Nokia rejoins WiMax forum a month after it quit

Industry scratches its head again.

Nokia has said it is rejoining the WiMax Forum just a month after the company purposely allowed its membership in the organisation to lapse.

At the company's annual Connections event this week, general manager of its networking business Sari Baldauf told journalists Nokia decided to leave because WiMax had no short-term impact on its plans, but then changed its mind because of heavy involvement in the forum by the rest of the telecoms industry.

"The decision [to leave the group] was perhaps made too much on a practical basis rather than with regard to what the rest of the world is doing," Baldauf said. Some industry observers said the u-turn looked like a move to associate the company with a high-profile technology in order to please investors and analysts, at a time when Nokia was struggling to shore up its handset market share.

The WiMax Forum is the standardisation group pushing the IEEE 802.16 family of wireless broadband technologies. It currently has 105 members including Alcatel, AT&T, BT, Fujitsu and Intel.

Nokia's move is the latest shift in the history of a technology that has consistently made the headlines, despite the fact that the first standardised equipment won't appear until next year. 802.16 and WiMax are an effort to bring a hotch-potch of fixed and mobile wireless broadband efforts together under a single standard, creating the commoditisation and resulting low equipment prices enjoyed by the wireless LAN industry. The first wave of the technology, using the 802.16d and 802.16a standards, will replace the fixed wireless broadband systems that are already in use.

The second wave, more of interest to mobile equipment makers such as Nokia, will use the mobile 802.16e standard. But even WiMax's most vocal backers, such as Intel, say 802.16e equipment won't be around for several years. Nokia said it left the WiMax Forum because the technology simply wasn't relevant to its plans in the near term - though some analysts speculated the company was concerned WiMax would compete with Nokia's 3G efforts.

Other Forum members said lack of interest seemed a more likely motivation. Nokia had next to no involvement in the group beginning just after its foundation, said a spokeswoman for Alvarion, a wireless broadband equipment maker. "Nokia dropped out in substance about a year ago," she said. "The issue came up again now because their membership fee came up for renewal and they just didn’t renew."

Nokia told Techworld that when it left the group the fixed WiMax standards were the only ones being actively developed; since then, more attention has been given to the mobile standard. "There has recently been an initiative to standardise 802.16e, the mobile version. For us that is entirely different," said Oscar Salonaho, head of Nokia's technology marketing.

The addition of high-profile new members to the forum probably did not hurt, according to an analyst. "Having seen this huge group of service providers sign up, including BT and France Telecom, Nokia knew they couldn't ignore this," said Richard Webb of Infonetics Research.

The company's relationship with WiMax has drawn so much attention partly because Nokia was one of the most high-profile founding members of the Forum in the first place; it created the group last April along with Intel, Fujitsu and specialist wireless players such as Alvarion.

The Forum's success is such that equipment maker Navini, which formerly backed the rival 802.20 standard, recently switched camps, while telecommunications heavyweights such as BT, France Telecom and Qwest Communications have also come on board.

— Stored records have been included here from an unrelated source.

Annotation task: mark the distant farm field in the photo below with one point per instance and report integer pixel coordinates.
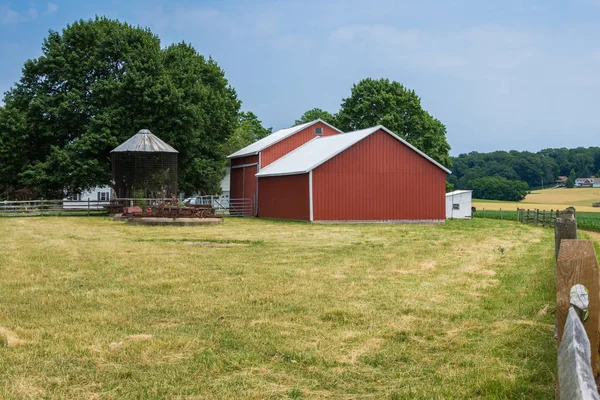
(95, 309)
(580, 198)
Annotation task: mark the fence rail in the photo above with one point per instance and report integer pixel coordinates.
(43, 207)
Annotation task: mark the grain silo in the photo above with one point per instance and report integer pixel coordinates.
(146, 165)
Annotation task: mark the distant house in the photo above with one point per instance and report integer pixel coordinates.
(458, 204)
(587, 182)
(80, 200)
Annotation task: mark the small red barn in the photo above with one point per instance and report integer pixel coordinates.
(367, 175)
(248, 161)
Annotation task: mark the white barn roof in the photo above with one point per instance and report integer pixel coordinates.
(457, 192)
(320, 149)
(273, 138)
(144, 141)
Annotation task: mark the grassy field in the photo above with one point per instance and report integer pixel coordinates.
(561, 198)
(96, 309)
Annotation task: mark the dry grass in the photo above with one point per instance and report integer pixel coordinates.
(556, 199)
(109, 311)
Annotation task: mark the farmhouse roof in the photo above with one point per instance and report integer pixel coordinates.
(456, 192)
(320, 149)
(144, 141)
(275, 137)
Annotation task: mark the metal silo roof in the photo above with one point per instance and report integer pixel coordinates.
(144, 141)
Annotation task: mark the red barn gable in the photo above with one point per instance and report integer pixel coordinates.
(246, 162)
(367, 175)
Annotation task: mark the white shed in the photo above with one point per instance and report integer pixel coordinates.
(458, 204)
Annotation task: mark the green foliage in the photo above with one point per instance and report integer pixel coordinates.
(498, 188)
(374, 102)
(96, 84)
(248, 131)
(571, 179)
(536, 169)
(316, 113)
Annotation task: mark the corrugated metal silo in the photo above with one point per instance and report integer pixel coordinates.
(144, 163)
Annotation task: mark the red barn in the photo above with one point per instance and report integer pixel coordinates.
(367, 175)
(247, 162)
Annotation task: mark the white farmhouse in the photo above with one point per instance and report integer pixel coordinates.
(458, 204)
(100, 194)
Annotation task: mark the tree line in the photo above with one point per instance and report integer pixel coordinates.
(515, 172)
(99, 81)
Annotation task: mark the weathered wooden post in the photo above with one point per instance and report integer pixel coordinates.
(575, 375)
(565, 227)
(544, 218)
(577, 264)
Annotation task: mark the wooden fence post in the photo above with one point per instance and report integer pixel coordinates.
(564, 228)
(577, 264)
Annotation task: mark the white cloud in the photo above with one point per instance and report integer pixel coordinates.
(32, 14)
(51, 8)
(10, 16)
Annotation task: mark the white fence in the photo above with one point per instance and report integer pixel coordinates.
(32, 208)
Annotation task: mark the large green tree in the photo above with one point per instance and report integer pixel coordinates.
(316, 113)
(96, 84)
(248, 131)
(389, 103)
(498, 188)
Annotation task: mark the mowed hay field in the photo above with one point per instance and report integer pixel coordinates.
(556, 199)
(96, 309)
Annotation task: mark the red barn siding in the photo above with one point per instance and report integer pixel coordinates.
(379, 178)
(290, 143)
(284, 197)
(243, 181)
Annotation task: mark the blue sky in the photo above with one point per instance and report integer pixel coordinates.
(510, 74)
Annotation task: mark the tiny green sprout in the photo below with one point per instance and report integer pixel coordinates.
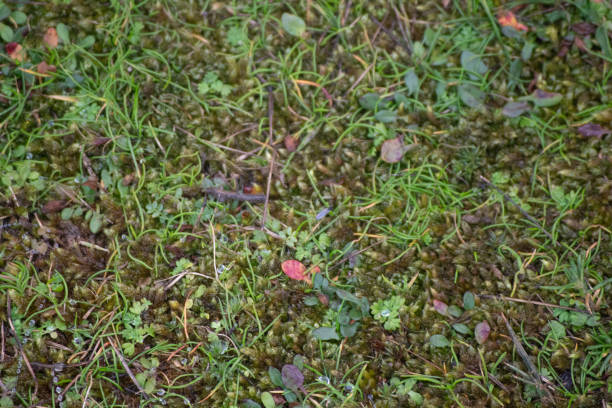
(387, 312)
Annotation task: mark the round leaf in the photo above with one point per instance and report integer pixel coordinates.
(294, 269)
(292, 377)
(392, 150)
(369, 101)
(412, 81)
(294, 25)
(6, 33)
(468, 300)
(441, 307)
(471, 96)
(482, 331)
(437, 340)
(514, 109)
(325, 333)
(63, 33)
(267, 400)
(386, 116)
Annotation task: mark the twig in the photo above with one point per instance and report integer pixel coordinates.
(534, 302)
(127, 369)
(391, 36)
(522, 211)
(267, 196)
(533, 371)
(223, 195)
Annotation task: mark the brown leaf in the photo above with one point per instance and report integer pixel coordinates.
(50, 38)
(129, 179)
(593, 130)
(100, 141)
(294, 269)
(93, 184)
(43, 68)
(53, 206)
(291, 143)
(584, 28)
(15, 52)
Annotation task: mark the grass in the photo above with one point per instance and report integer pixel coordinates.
(124, 282)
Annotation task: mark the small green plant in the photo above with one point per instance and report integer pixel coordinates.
(212, 85)
(345, 310)
(388, 312)
(135, 331)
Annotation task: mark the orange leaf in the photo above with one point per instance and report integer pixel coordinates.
(507, 18)
(50, 38)
(295, 270)
(15, 52)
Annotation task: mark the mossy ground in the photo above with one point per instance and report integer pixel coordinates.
(124, 283)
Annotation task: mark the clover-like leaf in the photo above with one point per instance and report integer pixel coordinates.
(294, 25)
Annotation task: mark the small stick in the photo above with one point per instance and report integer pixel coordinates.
(127, 368)
(533, 302)
(267, 196)
(525, 357)
(525, 214)
(223, 195)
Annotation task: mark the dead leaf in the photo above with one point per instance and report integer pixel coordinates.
(50, 38)
(53, 206)
(507, 19)
(295, 270)
(584, 28)
(291, 143)
(593, 130)
(15, 52)
(43, 68)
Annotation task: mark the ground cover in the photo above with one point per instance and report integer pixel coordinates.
(314, 203)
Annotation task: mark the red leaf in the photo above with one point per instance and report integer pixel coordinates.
(507, 18)
(50, 38)
(482, 331)
(294, 269)
(441, 307)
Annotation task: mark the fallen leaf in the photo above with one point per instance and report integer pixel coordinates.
(393, 150)
(53, 206)
(294, 269)
(508, 19)
(15, 52)
(294, 25)
(583, 28)
(292, 377)
(514, 109)
(543, 99)
(441, 307)
(291, 143)
(482, 331)
(593, 130)
(43, 68)
(50, 39)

Alcatel has announced the the first 802.16d equipment using Intel chips, which should appear later this year and be ratified next year.

The WiMax Forum members, chiefly Intel, have gone to great efforts to promote WiMax as the way to standardise both fixed and mobile broadband wireless networks, but the reality is that only fixed systems will be in use in the near future, say industry analysts. As a result, companies interested in using WiMax as a replacement for or complement to fixed technologies, such as DSL, are flocking to join the Forum, while those interested in mobility are keeping their distance.

Nokia has had plenty of other issues to deal with recently. At this week's meeting the company promised to release mid-range and clamshell handsets, the lack of which has been partly responsible for falling market share. The company is in the midst of a controversial campaign to take a controlling stake in smartphone operating system maker Symbian; its deal was approved by German competition authorities this week but other Symbian shareholders may still rebel.

It has also undermined partner RIM's $54 million patent battle this week by paying the company RIM is in dispute with, NTP, to licence its technology so it can release a new smartphone.